Инкариол. Он казался чем-то удивительным и ненадежным, ишроем и беженцем одновременно. Века вливались и вливались в него, переполняя его края, разбавляя то, чем он жил и кем он был, пока не остался только осадок боли и безумной глубины.
Солнце багровело на фоне далеких вершин, неохотно зависая – или так только казалось – и опускаясь лишь тогда, когда наблюдатели моргали. Какое-то мгновение оно скакало по белому железному изгибу горы, а затем, словно золотая монета, скользнуло в высокие каменные карманы.
Тень мира поднялась и опустилась на них. Сумерки.
Все взоры обратились к неровной дугообразной линии деревьев, к хрюкающей тишине, опустившейся вдалеке.
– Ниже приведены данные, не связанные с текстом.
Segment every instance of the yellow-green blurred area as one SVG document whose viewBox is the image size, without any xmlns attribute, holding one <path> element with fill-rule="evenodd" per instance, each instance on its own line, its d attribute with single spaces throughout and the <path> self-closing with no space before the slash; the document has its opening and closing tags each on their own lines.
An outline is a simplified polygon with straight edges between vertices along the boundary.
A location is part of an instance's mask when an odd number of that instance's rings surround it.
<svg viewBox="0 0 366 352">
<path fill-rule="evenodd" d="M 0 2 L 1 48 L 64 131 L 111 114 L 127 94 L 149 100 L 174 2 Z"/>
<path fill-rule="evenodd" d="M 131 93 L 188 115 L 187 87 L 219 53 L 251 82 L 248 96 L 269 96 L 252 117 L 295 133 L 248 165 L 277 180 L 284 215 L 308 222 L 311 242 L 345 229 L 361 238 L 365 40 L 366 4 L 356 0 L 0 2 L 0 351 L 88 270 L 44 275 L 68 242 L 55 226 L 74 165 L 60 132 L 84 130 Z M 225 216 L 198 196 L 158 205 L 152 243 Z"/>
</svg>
Люди увидели, как первые шранки, совсем бледные, выползли из-под деревьев, словно насекомые, обнюхивающие воздух… Дикое крещендо прорезало все вокруг, прерываемое стоном сигнальных рогов.
А потом все завертелось в бешеной спешке.
* * *
Шранки напали, как нападали всегда, ничем не отличаясь от первых голых орд, которые хлынули через поля Пир-Пахала в ту эпоху, когда далекая древность еще вовсе не была древностью. Они шли по склону срубленных деревьев, скользили между стволами, мчались по заросшим хиной землям. Они прошли через частокол ворот, толпясь в древних дворах, оплетая разрушенный контур стены скрежещущими зубами и грубым оружием. Они летели и летели, пока не превратились в текучую жидкость, струящуюся и разбивающуюся, выплевывающую бесконечные брызги стрел.
Сине-фиолетовое вечернее небо исчезло в небытии, оставив лишь звездный купол ночи. Гвоздь Небес сверкал в безумных глазах, сверкал в зубчатом железе. Скальперы сгрудились за теми немногими щитами, что у них были, выкрикивая проклятия, в то время как Клирик и волшебник стояли на беспорядочной вершине стены.
Внизу все кричало о разрушении. Одноцветное безумие. Люди задыхались от вонючего дыма и продолжали смотреть, зная, что они стали свидетелями чего-то более древнего, чем народы или языки, чем маг Гнозиса и маг Квуйи, поющие невозможными голосами, размахивающие широко расставленными руками и раскаленными тенями. Они видели, как светятся руки, раздающие невозможное. Видели свет, исходящий из пустого воздуха. Видели тела, разбросанные по земле, искромсанные и сожженные. Больше всего было сожженных – вскоре вся земля вокруг превратилась в хрустящий уголь.
Инкариол говорил правду… Это было величественное зрелище, достойное погребального костра.
Откровение.
Глава 2
Истиульские равнины
Все веревки становятся короткими, если натягивать их достаточно долго. Все будущее заканчивается трагедией.
Кенейская пословица
Мы скрываем от других то, чего не можем вынести сами.
Так люди делают расчеты из фундаментальных вещей.
Хататьян «Проповедь»
Весна,
20-й год Новой Империи (4132 год Бивня),
Верхние Истиули
Сакарпцы рассказывают легенду о человеке, у которого в животе было два щенка, один обожающий его, а другой дикий. Когда любящий щенок тыкался носом в его сердце, он становился радостным, как отец новорожденного мальчика. Но когда другой впивался в него острыми щенячьими зубами, он приходил в отчаяние от горя. В те редкие моменты, когда собаки оставляли его в покое, он совершенно бесстрастно говорил людям, что обречен. Блаженство, говорил он, можно пить тысячу раз, а стыд перережет тебе горло только однажды.